Venezuelan Lawmakers Against Their President: Is Petro Illegal?
The Government Says Petro to be Sold to Private Exchanges
Even though it seemed that the initial coin offering pre-sale for Venezuela’s high-profile Petro cryptocurrency has been a success, one of Venezuela’s two opposing lawmaking bodies has ruled that the country’s issuance of a national cryptocurrency is illegal under domestic law.
We already talked about possibilities that Petro could be illegal. President Maduro’s government isn’t really “liked” with domestic population. The country’s rate of hyperinflation is currently running at more than 5,000% a year. The people in the country are hungry and it’s obvious that the government is trying to fox things. Maduro announced an increase in the national food voucher program, the minimum wage and wage tables. The announcement of a 67 percent increase in the voucher program and 58 percent increases to the minimum wage and wage tables.

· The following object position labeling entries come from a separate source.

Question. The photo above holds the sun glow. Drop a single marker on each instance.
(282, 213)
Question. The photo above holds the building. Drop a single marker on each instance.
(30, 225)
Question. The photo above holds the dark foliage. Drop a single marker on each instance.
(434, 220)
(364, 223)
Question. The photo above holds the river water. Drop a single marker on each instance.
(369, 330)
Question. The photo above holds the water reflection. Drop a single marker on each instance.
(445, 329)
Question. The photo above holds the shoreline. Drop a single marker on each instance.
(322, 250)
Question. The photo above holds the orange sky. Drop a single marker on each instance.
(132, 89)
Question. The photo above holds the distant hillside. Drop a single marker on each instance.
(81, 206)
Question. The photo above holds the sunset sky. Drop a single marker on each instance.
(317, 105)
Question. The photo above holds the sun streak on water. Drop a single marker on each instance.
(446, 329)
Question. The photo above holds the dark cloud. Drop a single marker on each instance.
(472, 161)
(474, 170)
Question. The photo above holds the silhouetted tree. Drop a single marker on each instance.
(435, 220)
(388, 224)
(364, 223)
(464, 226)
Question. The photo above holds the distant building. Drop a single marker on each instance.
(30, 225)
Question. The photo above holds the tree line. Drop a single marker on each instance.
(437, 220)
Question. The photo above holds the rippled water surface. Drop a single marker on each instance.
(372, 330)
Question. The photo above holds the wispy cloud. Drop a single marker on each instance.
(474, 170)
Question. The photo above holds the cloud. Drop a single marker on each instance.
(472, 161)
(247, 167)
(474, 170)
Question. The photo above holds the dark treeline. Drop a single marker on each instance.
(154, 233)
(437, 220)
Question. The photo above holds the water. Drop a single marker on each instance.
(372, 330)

However, it seems clear that the opposition wants to take lead. In their opinion, creation of the Petro was illegal.
On the other hand, Venezuelan Vice-President Tareck El Aissami announced that the country’s Dicom foreign exchange will begin auctioning Petro, to private companies. “The Petro is going to be auctioned on Dicom,” El Aissami said.
BBH: Petro is just a fraud
“Because it appears to be a form of debt, they claim it must be approved by the legislature,” states at Brown Brothers Harriman report. They were also noting that the project is a fraud and a threat to potential investors.
In a public statement, the group’s members were against the sale, which is said to have already raised $735 million. Bear in mind, just last week, president Maduro said that “the Petro will influence the future of the economy, production, commerce and finances in our region, in South America and the Caribbean.” He also said the offers were made by 87,284 internet users, of which 3,523 are legally registered companies and more than 83 thousand are individuals interested in investing in the cryptocurrency.
“I call for no one to doubt the Petro. The Petro is the future of the cryptocurrency monetary system and Venezuela is on the lead. It’s the first country to create a digital coin, a state-backed cryptocurrency,” said Maduro.
The move came amid a plunge in the value of the bolivar against the U.S. dollar, and after the government issued a new 100,000-bolivar note. Rapid inflation of the bolivar has led to a surge in consumer prices that has exacerbated the crisis there.
Maduro’s pivot away from the U.S. dollar comes after the recent spectacular rise of bitcoin, which has been fueled by signs that the digital currency is slowly gaining traction in the mainstream investment world.
Maduro also approved the creation of a BlockchainBase observatory to oversee the development and rollout of the new cryptocurrency.
Bitcoin has a strong following among Venezuelans seeking to bypass government regulations or make purchases online, including purchases of illicit contraband. Many early adopters of the cryptocurrency used the country’s subsidized electricity to mine bitcoin with little-to-no overhead, generating hundreds of dollars from the socialist energy grid – as well as the attention of law enforcement.